Types of decision-making
- Programmed and non programmed decisions: Programmed decisions are those which are normally repetitive in nature and are taken as a routine job and responsibilities. These types of decisions are made by middle level management in accordance with some policies, rules and procedures. They have short term impact. For example: – granting a leave to an employee, purchasing office materials etc. non programmed decisions are non repetitively taken by top executives. They need to collect data and analyze them and forecast the strategic plans.
- Major and minor decisions: Among different decisions some decisions are considerably more important than others and are prioritized. They are called major decisions. For example, replacement of man by machine, diversification of product etc. contrary to that, some remaining decisions are considerably less important than others and are not so prioritized. They are minor decisions. For example, store of raw materials etc.
- Routine and strategic decisions: Routine decisions are those decisions which are considered as tactical decisions. They are taken frequently to achieve high degree of efficiency in the organizational activities. For example, parking facilities, lighting and canteen etc. strategic decisions are those which are related to lowering the prices of products, changing the product etc. they take more fund and degree of partials.
- Organizational and personal decision: Organizational decision is taken by top executives. For official purpose. They affect the organizational activities directly. Authority is also delegated. Personal decisions are concerned to an employee.
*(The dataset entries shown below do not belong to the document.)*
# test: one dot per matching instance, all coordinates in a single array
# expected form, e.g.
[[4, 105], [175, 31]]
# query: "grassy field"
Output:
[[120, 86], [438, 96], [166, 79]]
The executives whenever takes the decisions personally that is known as personal decisions.
- Individual and group decisions: When a single employee is involved in decision-making it is called individual decision. They are taken by ole proprietor when the problem is of routine nature. On the other hand when the decision is taken in a large organization where important and strategic decisions are taken, it is a group decision.
- Policy and operating decisions: Policy decisions are taken by top-level management to change the rules, procedures, organizational structure etc., and they have a long tern effect. Operational decisions are taken by low level management which have short term effect and which affect the day-to-day operation of the organization.